For a moment, he stares at the pale, pink lace of my panties.
“I want to make you come so many fucking times.”
That sentence—and the rough, needy way he says it—almost makes me come all by itself.
Dean pulls me forward by my hips, pushing my panties aside, and puts his mouth on me. And he goes down on me like a guy who really, really likes going down on a woman. He takes his time, kissing me open-mouthed—swirling his tongue and sucking gently at my flesh.
Heat surges through my veins and it feels like the floor has left the building—like I’m about to fall, about to fly. My nails scrape the wall beside me for something to hold on to.
Dean’s voice is low and husky. “You taste like fucking candy.” He skims my panties all the way down and off, then he looks up at me—into my eyes. “Open your legs for me, Lainey.”
And it’s the sexiest moment of my life.
Until I do.
And Dean spreads me with his fingers, and drags his tongue up and down, slow and deliberate.
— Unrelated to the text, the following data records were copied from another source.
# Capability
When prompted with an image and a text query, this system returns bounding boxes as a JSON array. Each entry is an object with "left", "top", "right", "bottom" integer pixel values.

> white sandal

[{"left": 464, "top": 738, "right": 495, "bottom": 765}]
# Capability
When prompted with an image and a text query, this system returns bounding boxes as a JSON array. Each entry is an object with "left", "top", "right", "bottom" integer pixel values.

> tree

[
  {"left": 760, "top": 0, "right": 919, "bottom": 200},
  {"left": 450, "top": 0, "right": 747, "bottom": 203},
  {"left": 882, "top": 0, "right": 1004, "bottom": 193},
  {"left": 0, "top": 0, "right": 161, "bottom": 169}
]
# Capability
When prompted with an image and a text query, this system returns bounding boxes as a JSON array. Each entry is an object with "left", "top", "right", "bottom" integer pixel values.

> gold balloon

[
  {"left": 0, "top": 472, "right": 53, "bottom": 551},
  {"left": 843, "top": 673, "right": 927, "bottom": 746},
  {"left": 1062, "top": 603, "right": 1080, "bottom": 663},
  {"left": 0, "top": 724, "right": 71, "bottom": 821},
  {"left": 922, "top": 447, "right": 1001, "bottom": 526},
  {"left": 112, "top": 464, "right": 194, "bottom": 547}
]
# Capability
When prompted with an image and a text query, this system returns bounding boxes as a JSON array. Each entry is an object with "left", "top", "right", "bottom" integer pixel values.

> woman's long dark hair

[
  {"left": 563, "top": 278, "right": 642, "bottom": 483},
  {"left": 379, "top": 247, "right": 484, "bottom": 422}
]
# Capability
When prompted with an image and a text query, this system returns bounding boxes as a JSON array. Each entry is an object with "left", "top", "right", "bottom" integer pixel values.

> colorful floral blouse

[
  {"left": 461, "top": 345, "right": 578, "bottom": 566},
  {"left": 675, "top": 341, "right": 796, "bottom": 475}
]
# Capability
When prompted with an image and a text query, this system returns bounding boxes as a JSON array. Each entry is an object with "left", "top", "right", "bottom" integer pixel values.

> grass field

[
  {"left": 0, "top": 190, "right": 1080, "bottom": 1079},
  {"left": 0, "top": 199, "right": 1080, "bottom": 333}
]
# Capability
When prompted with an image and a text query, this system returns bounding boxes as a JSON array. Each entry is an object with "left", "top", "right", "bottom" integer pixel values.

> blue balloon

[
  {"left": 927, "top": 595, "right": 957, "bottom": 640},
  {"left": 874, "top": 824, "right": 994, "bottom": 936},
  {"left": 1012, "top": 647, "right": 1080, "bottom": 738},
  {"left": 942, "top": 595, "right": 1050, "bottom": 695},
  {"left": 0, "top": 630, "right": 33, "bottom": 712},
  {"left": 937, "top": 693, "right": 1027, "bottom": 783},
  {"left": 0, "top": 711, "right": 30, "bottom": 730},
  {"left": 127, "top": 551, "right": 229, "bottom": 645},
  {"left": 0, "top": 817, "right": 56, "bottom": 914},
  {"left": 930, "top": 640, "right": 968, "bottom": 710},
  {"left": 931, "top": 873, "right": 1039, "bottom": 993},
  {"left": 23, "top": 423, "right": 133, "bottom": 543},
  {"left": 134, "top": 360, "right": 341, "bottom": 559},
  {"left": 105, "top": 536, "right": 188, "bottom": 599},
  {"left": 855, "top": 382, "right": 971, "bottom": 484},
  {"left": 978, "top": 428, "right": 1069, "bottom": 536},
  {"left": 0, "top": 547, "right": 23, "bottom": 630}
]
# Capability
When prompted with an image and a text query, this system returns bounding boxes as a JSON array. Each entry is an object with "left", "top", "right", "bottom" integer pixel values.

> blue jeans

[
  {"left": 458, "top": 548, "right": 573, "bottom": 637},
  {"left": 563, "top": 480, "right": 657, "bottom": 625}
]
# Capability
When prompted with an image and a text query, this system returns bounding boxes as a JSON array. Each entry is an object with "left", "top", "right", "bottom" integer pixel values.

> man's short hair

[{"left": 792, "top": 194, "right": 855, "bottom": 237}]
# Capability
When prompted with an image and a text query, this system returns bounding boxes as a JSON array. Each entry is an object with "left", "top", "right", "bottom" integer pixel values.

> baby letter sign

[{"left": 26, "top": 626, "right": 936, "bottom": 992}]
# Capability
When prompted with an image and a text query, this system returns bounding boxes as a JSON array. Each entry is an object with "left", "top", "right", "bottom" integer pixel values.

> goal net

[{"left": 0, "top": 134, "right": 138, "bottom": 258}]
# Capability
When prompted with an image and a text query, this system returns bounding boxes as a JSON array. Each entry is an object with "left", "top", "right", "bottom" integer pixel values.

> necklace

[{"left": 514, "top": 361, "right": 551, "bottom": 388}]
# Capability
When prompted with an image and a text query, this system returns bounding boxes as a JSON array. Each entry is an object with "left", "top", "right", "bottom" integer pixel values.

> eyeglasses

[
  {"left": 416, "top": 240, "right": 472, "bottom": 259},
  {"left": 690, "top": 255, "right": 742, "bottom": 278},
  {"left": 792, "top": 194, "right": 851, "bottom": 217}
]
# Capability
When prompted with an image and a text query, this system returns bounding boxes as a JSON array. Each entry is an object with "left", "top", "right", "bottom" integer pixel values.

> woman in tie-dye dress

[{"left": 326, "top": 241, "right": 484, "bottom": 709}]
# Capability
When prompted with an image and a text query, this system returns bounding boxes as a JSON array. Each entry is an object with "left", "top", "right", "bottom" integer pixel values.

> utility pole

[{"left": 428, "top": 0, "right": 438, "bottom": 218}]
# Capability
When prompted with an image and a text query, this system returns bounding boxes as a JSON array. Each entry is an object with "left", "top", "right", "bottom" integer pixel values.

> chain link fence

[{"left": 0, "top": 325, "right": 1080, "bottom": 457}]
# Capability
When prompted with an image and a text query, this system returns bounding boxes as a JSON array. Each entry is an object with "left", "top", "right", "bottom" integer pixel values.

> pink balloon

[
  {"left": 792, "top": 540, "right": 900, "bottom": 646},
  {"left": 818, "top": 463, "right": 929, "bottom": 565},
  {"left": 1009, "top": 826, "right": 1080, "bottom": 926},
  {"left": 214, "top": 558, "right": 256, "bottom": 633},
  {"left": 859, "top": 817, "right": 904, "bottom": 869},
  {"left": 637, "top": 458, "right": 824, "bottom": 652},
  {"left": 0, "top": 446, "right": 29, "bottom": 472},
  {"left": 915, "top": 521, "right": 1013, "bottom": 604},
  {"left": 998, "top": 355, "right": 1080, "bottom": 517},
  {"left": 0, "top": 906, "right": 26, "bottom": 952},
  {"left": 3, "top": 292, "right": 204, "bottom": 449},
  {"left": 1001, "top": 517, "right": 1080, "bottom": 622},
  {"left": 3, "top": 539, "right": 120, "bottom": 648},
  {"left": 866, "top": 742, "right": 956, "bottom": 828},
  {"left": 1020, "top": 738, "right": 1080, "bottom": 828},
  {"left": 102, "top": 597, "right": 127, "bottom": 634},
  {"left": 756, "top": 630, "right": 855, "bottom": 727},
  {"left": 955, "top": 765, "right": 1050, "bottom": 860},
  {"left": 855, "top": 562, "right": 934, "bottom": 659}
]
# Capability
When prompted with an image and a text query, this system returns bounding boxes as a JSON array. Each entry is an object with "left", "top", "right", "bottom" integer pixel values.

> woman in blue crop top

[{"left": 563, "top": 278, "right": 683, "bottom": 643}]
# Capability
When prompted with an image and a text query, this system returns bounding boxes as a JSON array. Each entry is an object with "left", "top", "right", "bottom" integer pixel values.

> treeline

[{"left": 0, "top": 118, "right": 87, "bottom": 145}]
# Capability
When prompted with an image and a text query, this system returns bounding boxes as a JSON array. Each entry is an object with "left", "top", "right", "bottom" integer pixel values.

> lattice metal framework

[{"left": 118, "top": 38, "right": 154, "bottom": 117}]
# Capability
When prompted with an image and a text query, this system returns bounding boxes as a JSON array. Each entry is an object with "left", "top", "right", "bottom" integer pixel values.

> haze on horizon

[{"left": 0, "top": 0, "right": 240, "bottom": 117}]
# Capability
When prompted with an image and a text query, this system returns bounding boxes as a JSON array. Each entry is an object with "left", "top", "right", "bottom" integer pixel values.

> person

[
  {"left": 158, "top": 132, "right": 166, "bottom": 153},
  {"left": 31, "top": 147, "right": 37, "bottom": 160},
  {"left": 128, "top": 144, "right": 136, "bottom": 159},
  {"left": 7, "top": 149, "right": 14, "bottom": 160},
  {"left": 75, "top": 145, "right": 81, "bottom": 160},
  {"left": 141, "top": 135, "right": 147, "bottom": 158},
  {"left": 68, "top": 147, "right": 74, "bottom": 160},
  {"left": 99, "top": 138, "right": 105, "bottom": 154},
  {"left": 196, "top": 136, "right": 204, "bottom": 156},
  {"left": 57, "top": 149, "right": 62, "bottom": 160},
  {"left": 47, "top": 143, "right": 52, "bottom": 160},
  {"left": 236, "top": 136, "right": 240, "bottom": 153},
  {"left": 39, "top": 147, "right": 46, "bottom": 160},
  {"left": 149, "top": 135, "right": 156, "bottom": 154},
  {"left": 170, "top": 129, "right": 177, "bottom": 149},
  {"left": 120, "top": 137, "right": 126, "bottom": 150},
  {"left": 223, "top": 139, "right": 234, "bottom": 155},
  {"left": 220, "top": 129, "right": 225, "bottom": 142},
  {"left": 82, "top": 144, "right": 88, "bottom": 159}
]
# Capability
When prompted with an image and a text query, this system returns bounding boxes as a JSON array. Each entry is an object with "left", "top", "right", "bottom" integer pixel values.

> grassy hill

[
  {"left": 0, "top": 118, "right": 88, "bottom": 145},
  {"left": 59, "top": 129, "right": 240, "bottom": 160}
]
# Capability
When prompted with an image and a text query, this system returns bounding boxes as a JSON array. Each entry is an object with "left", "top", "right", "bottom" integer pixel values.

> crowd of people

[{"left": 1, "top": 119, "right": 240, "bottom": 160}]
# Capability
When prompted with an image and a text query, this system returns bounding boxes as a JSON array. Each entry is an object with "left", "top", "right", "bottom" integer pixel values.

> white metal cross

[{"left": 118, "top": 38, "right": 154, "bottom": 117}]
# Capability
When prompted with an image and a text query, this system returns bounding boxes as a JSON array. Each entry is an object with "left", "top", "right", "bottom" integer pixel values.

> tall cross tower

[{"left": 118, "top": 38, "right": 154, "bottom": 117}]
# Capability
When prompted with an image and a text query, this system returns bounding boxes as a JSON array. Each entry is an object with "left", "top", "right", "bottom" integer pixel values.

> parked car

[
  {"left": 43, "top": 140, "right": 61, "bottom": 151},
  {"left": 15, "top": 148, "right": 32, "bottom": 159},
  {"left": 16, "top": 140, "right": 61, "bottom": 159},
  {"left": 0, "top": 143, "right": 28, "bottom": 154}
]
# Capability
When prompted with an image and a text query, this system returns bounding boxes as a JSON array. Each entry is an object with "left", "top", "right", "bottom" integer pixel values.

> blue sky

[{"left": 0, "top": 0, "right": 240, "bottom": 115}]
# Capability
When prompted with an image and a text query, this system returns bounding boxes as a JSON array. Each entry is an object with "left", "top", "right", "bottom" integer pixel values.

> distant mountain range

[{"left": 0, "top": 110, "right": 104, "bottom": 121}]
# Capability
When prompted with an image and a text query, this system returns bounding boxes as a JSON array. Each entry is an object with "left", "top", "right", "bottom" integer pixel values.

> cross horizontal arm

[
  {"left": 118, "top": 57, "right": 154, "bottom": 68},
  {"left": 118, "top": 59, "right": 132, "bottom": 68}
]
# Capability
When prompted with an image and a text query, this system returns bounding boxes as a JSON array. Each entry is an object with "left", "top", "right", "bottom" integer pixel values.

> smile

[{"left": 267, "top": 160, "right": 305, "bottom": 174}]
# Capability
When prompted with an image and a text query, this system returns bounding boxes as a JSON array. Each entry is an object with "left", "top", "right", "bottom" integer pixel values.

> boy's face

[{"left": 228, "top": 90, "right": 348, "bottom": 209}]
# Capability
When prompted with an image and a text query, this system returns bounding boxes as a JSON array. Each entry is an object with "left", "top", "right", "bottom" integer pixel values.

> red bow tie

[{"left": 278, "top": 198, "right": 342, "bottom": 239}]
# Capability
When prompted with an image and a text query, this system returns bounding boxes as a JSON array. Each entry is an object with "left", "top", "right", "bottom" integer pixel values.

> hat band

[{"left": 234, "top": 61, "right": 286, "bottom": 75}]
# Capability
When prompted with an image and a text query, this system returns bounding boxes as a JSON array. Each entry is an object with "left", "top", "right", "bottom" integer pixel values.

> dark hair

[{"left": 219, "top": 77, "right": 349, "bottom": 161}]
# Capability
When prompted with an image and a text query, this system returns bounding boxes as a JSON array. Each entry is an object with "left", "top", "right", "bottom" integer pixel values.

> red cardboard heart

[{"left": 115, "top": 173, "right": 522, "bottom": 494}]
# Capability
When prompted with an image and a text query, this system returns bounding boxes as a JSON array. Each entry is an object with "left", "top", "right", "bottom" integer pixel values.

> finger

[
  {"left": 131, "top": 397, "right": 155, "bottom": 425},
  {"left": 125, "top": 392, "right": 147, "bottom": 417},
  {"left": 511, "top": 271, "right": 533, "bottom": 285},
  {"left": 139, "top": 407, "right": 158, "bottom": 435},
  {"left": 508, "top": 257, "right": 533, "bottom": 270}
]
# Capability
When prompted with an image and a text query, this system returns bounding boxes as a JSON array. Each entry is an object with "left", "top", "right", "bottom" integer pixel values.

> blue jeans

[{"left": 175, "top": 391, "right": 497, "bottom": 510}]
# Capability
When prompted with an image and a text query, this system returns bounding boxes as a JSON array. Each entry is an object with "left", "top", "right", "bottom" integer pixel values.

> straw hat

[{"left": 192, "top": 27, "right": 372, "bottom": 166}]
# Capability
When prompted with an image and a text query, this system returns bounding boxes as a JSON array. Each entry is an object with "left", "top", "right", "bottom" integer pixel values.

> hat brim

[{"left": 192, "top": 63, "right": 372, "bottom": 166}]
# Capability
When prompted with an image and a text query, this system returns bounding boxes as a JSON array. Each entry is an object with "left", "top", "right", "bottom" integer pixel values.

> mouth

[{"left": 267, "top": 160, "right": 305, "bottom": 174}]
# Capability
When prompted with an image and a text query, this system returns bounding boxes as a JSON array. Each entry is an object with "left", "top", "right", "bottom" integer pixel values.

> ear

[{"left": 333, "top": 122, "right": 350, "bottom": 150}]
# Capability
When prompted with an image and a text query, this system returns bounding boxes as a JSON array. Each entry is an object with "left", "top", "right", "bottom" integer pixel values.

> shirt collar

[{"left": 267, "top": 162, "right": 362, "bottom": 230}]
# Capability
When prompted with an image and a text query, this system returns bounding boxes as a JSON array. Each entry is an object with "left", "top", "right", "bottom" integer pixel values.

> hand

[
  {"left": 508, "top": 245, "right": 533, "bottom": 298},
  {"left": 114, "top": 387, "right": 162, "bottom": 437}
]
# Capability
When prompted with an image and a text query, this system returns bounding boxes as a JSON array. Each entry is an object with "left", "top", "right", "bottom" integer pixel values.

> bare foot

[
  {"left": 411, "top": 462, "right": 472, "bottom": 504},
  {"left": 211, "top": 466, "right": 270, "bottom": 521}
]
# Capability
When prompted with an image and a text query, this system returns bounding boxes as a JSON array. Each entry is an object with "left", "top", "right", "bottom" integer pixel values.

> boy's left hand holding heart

He slides his fingers inside me, pumping his hand, and his tongue moves to my clit, making tight, hard circles over and over. I’ve never had an orgasm in this position—standing up—but Dean seems hell-bent and determined to make it happen.
His fingers, tongue and lips work me over in the same rhythm. And that decadent, telltale pressure starts low in my stomach, building and cresting and spreading out through my limbs.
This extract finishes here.